My thesis focused on software tools for use with state-of-the-art, photon-counting X-ray detectors for nondestructive imaging of biologics. Several years of my research career were devoted to the (nearly non-existent) field of radiation electrophysiology in search of a protein mechanism responsible for the sensation of (and/or measured ionic responses to) photons with high energy (e.g. X-ray).
Outside of the lab, I am an avid (albeit amateur) forager, mycologist and fungi photographer.
Developed computer vision algorithms for identifying Lanthanide-based nanomaterials in an X-ray phonton-counting CT system. Both experimentation and simulation provided data for statistical methods such as Fisher's linear discriminant analysis and machine learning algorithms.

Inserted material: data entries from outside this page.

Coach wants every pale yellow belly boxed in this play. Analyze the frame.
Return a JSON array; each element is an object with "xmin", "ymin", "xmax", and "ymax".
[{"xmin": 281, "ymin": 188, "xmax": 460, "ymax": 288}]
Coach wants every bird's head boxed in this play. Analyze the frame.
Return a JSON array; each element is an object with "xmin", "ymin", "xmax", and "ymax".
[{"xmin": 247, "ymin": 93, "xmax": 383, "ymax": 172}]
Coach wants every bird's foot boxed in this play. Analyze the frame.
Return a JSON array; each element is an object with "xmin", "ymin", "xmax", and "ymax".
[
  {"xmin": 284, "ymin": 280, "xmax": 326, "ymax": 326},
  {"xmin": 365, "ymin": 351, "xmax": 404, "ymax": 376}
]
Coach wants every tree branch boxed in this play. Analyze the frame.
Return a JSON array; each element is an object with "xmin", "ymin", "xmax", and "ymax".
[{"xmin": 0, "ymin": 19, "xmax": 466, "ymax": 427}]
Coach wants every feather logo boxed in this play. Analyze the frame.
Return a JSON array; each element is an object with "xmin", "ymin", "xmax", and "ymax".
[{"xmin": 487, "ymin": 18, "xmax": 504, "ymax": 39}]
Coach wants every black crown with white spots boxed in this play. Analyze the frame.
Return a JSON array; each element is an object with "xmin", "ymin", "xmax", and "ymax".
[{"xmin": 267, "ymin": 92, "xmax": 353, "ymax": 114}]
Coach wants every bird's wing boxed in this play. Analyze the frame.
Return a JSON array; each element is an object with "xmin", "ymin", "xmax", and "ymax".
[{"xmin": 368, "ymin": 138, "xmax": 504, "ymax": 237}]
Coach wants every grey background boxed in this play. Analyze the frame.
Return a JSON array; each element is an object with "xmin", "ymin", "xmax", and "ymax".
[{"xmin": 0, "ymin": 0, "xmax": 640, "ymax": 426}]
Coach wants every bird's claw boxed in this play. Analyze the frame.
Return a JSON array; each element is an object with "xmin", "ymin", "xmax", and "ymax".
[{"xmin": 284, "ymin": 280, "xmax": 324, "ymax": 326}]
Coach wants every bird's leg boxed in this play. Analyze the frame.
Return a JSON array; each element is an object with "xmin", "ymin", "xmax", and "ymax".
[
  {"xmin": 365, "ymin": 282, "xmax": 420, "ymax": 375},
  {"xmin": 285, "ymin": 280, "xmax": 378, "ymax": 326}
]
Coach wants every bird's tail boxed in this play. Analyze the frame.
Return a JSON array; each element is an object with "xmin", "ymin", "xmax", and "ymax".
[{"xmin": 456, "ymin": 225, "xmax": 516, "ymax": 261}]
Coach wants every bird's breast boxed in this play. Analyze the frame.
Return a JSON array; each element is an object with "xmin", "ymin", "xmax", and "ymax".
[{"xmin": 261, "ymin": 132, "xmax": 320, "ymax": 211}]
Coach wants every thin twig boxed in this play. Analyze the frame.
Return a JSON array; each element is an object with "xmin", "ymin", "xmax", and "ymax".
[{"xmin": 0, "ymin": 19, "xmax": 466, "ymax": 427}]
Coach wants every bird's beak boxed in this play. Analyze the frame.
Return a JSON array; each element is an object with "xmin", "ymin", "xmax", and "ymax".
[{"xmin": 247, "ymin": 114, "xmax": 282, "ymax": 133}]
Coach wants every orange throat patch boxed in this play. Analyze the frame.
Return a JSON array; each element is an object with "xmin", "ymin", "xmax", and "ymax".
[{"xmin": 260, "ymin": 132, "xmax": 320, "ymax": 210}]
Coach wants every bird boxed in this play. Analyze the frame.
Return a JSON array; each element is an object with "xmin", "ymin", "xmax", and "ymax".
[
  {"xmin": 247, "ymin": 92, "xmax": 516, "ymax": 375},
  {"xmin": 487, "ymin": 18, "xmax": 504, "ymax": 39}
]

Built an electrophysiological rig coupled to an X-ray source as a tool to measure single-cell radiation responses to bursts of radiation (1-120kev). Specific shielding and motor controls were also designed to generate the pulses relatively passively from the perspective of the cells until the time of the pulse.
Used optical character recognition (OCR), word ranking, and graph theory to read, organize, and group my PDF library for the systematic review of literature that I had compiled over the years of my thesis work.
This thesis provides solid results and physical insights for improving the current photon-counting imaging performance provided by this MARS system through (1) pre-reconstruction, spatial non-uniformity corrections, (2) hardware mechanisms to increase spatial resolution, and (3) post-reconstruction methods for analyzing image regions which contain varying levels of contrast materials. During this research, a full-scale system simulator was developed in MATLAB as the “ideal” photon-counting/system model, which is a significant portion of the thesis. Our major goal is to provide a base for future development of a seamless imaging pipeline, which is from acquisition and preprocessing to reconstruction and post-processing, analysis, as well as material decomposition in a unified deep learning framework.